There are seven partitioned proportions of variability that are of interest in this case. Assume that the unique proportions of variability that variables x, y and z account for in h are q_x, q_y and q_z. Similarly, the shared proportion of variability that variables x and y contribute together to h is q_{xy}; the shared proportion of variability that variables x and z contribute together to h is q_{xz}; the shared proportion of variability that variables y and z contribute together to h is q_{yz}. Lastly, the shared proportion of variability that variables x, y and z contribute together to h is q_{xyz}.

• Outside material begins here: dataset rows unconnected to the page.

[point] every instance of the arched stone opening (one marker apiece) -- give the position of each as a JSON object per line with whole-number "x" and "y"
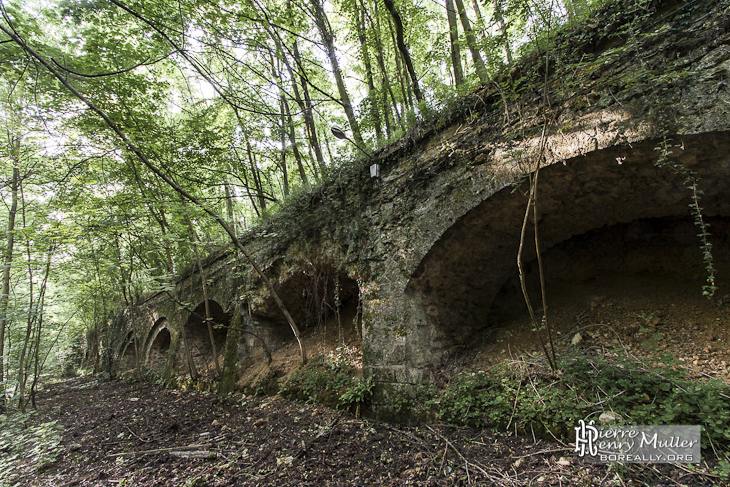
{"x": 324, "y": 303}
{"x": 158, "y": 345}
{"x": 611, "y": 212}
{"x": 198, "y": 337}
{"x": 127, "y": 358}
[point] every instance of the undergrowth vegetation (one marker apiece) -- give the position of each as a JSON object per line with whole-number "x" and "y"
{"x": 22, "y": 442}
{"x": 528, "y": 398}
{"x": 334, "y": 384}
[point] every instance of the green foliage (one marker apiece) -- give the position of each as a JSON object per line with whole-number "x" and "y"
{"x": 665, "y": 150}
{"x": 528, "y": 400}
{"x": 27, "y": 446}
{"x": 357, "y": 394}
{"x": 331, "y": 384}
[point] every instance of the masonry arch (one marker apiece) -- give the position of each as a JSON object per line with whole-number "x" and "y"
{"x": 606, "y": 200}
{"x": 127, "y": 358}
{"x": 157, "y": 344}
{"x": 324, "y": 302}
{"x": 198, "y": 336}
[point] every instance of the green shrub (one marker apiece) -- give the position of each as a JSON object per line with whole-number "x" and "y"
{"x": 549, "y": 405}
{"x": 319, "y": 382}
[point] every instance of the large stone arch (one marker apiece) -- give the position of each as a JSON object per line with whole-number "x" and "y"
{"x": 198, "y": 337}
{"x": 442, "y": 289}
{"x": 158, "y": 344}
{"x": 454, "y": 288}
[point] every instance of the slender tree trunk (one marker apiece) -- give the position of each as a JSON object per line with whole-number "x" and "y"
{"x": 7, "y": 263}
{"x": 229, "y": 205}
{"x": 39, "y": 326}
{"x": 204, "y": 284}
{"x": 325, "y": 30}
{"x": 282, "y": 139}
{"x": 30, "y": 315}
{"x": 256, "y": 178}
{"x": 403, "y": 48}
{"x": 480, "y": 19}
{"x": 386, "y": 85}
{"x": 454, "y": 39}
{"x": 499, "y": 17}
{"x": 305, "y": 105}
{"x": 407, "y": 98}
{"x": 372, "y": 94}
{"x": 472, "y": 43}
{"x": 294, "y": 145}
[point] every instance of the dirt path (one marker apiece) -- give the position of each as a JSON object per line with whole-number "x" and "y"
{"x": 196, "y": 439}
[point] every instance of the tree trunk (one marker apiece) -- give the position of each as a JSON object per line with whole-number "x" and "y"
{"x": 387, "y": 88}
{"x": 256, "y": 178}
{"x": 403, "y": 48}
{"x": 325, "y": 31}
{"x": 499, "y": 17}
{"x": 7, "y": 263}
{"x": 203, "y": 279}
{"x": 372, "y": 94}
{"x": 305, "y": 105}
{"x": 454, "y": 39}
{"x": 472, "y": 43}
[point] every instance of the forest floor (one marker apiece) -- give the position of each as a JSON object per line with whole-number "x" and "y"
{"x": 123, "y": 433}
{"x": 126, "y": 433}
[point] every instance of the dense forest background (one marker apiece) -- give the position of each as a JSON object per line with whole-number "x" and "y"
{"x": 138, "y": 134}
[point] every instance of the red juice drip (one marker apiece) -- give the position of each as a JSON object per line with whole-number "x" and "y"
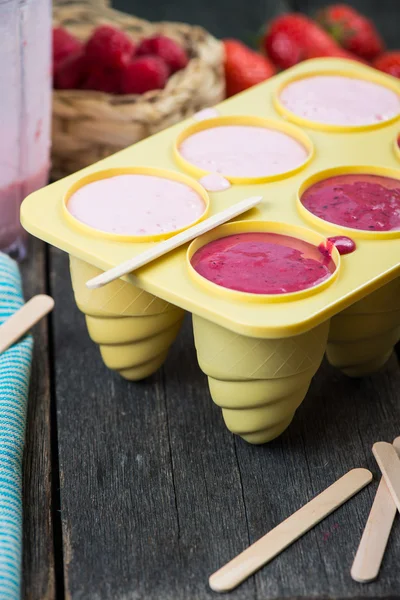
{"x": 263, "y": 263}
{"x": 342, "y": 243}
{"x": 364, "y": 202}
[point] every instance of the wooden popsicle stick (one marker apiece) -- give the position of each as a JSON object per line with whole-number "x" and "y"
{"x": 290, "y": 530}
{"x": 389, "y": 464}
{"x": 21, "y": 321}
{"x": 371, "y": 549}
{"x": 177, "y": 240}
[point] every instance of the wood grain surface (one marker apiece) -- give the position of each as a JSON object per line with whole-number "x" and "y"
{"x": 156, "y": 494}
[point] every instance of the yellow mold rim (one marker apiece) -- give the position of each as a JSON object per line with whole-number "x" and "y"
{"x": 301, "y": 233}
{"x": 302, "y": 122}
{"x": 333, "y": 228}
{"x": 290, "y": 130}
{"x": 106, "y": 174}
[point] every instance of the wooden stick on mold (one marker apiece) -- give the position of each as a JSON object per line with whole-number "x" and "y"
{"x": 21, "y": 321}
{"x": 290, "y": 530}
{"x": 177, "y": 240}
{"x": 371, "y": 550}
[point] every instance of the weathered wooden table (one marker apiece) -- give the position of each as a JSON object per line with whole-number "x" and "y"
{"x": 137, "y": 491}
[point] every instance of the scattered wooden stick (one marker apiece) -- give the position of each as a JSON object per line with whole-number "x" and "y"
{"x": 21, "y": 321}
{"x": 371, "y": 550}
{"x": 177, "y": 240}
{"x": 290, "y": 530}
{"x": 389, "y": 464}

These seven proportions likely lend themselves to a graphic representation through a Venn diagram, although I haven’t yet crafted an elegant one. If you have any brilliant suggestions, please don’t hesitate to share! Nonetheless, deriving the following relationships isn’t particularly challenging:

\begin{aligned} q_x+q_{xy}+q_{xz}+q_{xyz}&=R_{x(x)}^2,\\ q_y+q_{xy}+q_{yz}+q_{xyz}&=R_{y(y)}^2,\\ q_z+q_{xz}+q_{yz}+q_{xyz}&=R_{z(z)}^2,\\ q_x+q_y+q_{xy}+q_{yz}+q_{xz}+q_{xyz}&=R_{x(xy)}^2+R_{y(xy)}^2,\\ q_x+q_z+q_{xy}+q_{yz}+q_{xz}+q_{xyz}&=R_{x(xz)}^2+R_{z(xz)}^2,\\ q_y+q_z+q_{xy}+q_{yz}+q_{xz}+q_{xyz}&=R_{y(yz)}^2+R_{z(yz)}^2,\\ q_x+q_y+q_z+q_{xy}+q_{yz}+q_{xz}+q_{xyz}&=R_{x(xyz)}^2+R_{y(xyz)}^2+R_{z(xyz)}^2. \end{aligned}

Despite its tedium, algebra can assist in deciphering the equations above and yield the following solutions for the seven partitioning components.

\begin{aligned} q_x=&(R_{x(xyz)}^2+R_{y(xyz)}^2+R_{z(xyz)}^2) - (R_{y(yz)}^2+R_{z(yz)}^2),\\ q_y=&(R_{x(xyz)}^2+R_{y(xyz)}^2+R_{z(xyz)}^2) - (R_{x(xz)}^2+R_{z(xz)}^2),\\ q_z=&(R_{x(xyz)}^2+R_{y(xyz)}^2+R_{z(xyz)}^2) - (R_{x(xy)}^2+R_{y(xy)}^2),\\ q_{xy}=&(R_{x(xz)}^2+R_{z(xz)}^2)+(R_{y(yz)}^2+R_{z(yz)}^2)-R_{z(z)}^2-(R_{x(xyz)}^2+R_{y(xyz)}^2+R_{z(xyz)}^2),\\ q_{xz}=&(R_{x(xy)}^2+R_{y(xy)}^2)+(R_{y(yz)}^2+R_{z(yz)}^2)-R_{y(y)}^2-(R_{x(xyz)}^2+R_{y(xyz)}^2+R_{z(xyz)}^2),\\ q_{yz}=&(R_{x(xy)}^2+R_{y(xy)}^2)+(R_{x(xz)}^2+R_{z(xz)}^2)-R_{x(x)}^2-(R_{x(xyz)}^2+R_{y(xyz)}^2+R_{z(xyz)}^2),\\ q_{xyz}=&R_{x(x)}^2+R_{y(y)}^2+R_{z(z)}^2+(R_{x(xyz)}^2+R_{y(xyz)}^2+R_{z(xyz)}^2)-(R_{x(xy)}^2+R_{y(xy)}^2)-(R_{x(xz)}^2+R_{z(xz)}^2)-(R_{y(yz)}^2+R_{z(yz)}^2). \end{aligned}

Notice that the coefficients of determination are grouped according to their associated models: those enclosed within a pair of parentheses () correspond to the same model.